UAEとサウジは97年初め、タリバン政権を承認。タリバンが両国と同じイスラム教スンニ派教徒の集団であり、イスラム教シーア派のイランが、反タリバン勢力(北部同盟)を支援していた事情が背景にあった。サウジは国内シーア派の反政府運動に苦しめられていたうえ、UAEはペルシャ湾のアブムサ島などの領有権をめぐりイランと対立。両国にとってイランは安全保障上の潜在的脅威になっていた。
今回の同時テロでタリバンは21日、ビンラディン氏の身柄の米国への引渡しを拒否。サウジをはじめイスラム諸国には、ビンラディンの保護にこだわるあまり、テロを支援しているという国際社会の批判がタリバン政権や、タリバンと外交関係を持つUAEやサウジにも向くとの懸念があった。
そうした事態回避のためにも、サウジやUAEはタリバンに対し、ビンラディン氏の身柄を引き渡すよう圧力をかけ、同時に西側諸国に対して、イスラム社会としてタリバンに圧力をかけ続けている姿勢を示す必要があった。今回のUAEの決定が、タリバンのビンラディン氏身柄引渡し拒否の決定直後に出てきたことでも、そうしたメッセージが含まれていることは明らかだ。

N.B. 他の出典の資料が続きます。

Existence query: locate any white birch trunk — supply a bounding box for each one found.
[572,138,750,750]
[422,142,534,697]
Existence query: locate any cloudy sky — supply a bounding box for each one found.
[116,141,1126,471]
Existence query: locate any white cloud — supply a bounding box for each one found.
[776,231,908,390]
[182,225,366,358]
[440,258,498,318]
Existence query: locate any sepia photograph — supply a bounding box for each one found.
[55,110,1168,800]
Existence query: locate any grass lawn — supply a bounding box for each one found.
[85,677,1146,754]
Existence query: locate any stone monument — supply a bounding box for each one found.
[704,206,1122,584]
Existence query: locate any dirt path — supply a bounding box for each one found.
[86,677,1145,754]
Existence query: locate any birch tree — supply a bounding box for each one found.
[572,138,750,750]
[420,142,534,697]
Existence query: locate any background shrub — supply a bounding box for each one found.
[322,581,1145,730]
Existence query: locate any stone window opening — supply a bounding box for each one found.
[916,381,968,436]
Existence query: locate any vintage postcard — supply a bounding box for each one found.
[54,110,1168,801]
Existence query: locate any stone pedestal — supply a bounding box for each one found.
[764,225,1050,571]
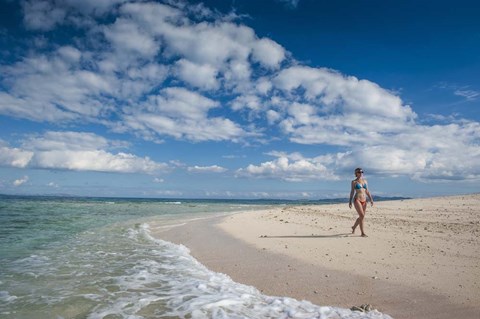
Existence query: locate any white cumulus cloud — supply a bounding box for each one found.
[187,165,227,173]
[13,176,28,187]
[0,131,168,173]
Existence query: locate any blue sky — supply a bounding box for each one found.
[0,0,480,199]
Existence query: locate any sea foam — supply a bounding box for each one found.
[89,224,391,319]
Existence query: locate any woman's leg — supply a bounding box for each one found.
[352,199,367,236]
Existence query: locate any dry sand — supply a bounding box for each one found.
[156,194,480,319]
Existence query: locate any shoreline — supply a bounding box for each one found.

今後、サウジ自身がタリバンに対してどう出るかが焦点になる。メッカ、メディナのイスラム2大聖地を抱えるサウジがタリバンと断交すれば、タリバン政権だけでなくアラブ諸国内のイスラム教徒は「アラブ諸国政府はイスラム教徒を裏切り、欧米社会にすり寄った」と反発する事態もありえる。
その場合、対立の構図がテロ組織対国際社会からアラブ各国政府対イスラム教徒に変化してしまう危険がある。今回の断交は、そうしたアラブ・イスラム社会内の混乱を避けるためにサウジとUAEが先手を打ったものと考えられる。